Helen n’est pas la seule à être visée. Le lobby israélien a fait pression sur le juge Goldstone jusqu’à ce qu’il renie une partie de ce qu’il avait écrit auparavant. Son comité appointé par l’ONU a écrit un rapport qui faisait du tort à Israël en révélant et dénonçant comme crime le meurtre de 1 200 civils palestiniens sous les bombardements insensés de l’invasion de la bande de Gaza en 2008. Le Hamas fait aussi l’objet de critiques mais a malgré tout accepté le rapport.
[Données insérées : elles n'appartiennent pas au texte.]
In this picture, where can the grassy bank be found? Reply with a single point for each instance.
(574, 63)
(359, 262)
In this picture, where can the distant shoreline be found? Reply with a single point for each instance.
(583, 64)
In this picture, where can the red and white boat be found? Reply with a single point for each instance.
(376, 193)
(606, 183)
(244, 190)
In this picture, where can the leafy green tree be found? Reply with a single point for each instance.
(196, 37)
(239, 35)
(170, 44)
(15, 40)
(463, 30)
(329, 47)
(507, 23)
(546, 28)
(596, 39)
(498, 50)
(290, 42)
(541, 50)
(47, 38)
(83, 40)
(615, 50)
Tout le monde sait que Gaza constitue la plus grande prison à ciel ouvert avec ses frontières clôturées et gardées par l’armée israélienne, l’espace aérien contrôlé par l’armée de l’air israélienne et la mer par la marine israélienne. "Tirer sur des poissons enfermés dans un tonneau" est l’expression qui vient à l’esprit quand on lit les rapports sur ce qu’Israël a fait à Gaza.

D’après moi, la raison principale du nettoyage politique des personnes qui osent dire ce qu’elles pensent comme Helen Thomas, Norman Finkelstein, le juge Goldstone et quelques autres, c’est que ce sont les contribuables qui financent les activités criminelles d’Israël et Israël ne veut pas que le public et donc les contribuables sachent quelles activités ils financent.
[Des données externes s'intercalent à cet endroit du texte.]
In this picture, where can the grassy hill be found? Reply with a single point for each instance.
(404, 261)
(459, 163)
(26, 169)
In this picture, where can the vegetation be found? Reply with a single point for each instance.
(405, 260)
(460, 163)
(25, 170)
La question qu’il faut se poser est la suivante : Les USA peuvent-ils se permettre d’interdire toute allusion aux actions d’Israël ? Pouvons-nous continuer a frapper d’ostracisme ceux qui critiquent la politique des USA envers Israël en les rejetant du monde universitaire et de la vie publique ? C’est une forme de contrôle de la pensée contre laquelle nous n’hésiterions pas à lutter avec ardeur si quelqu’un d’autre le faisait.

Notre soutien continuel de tout ce qu’Israël fait au Moyen-Orient et le musellement de ceux qui le critiquent rendent la vie de tous les Américains plus dangereuse et plus onéreuse.

James Abourezk

(*) Alma mater étymologiquement "mère nourricière" désigne aux USA l’institution dont un(e) étudiant(e) reçoit son diplôme.

James Abourezk est un homme de loi de Sioux Falls, South Dakota, et un ancien sénateur étasunien. Il est l’auteur de "Advise and Dissent, a memoir of his life in South Dakota and in the U.S. Senate". On peut le joindre à georgepatton45@gmail.com.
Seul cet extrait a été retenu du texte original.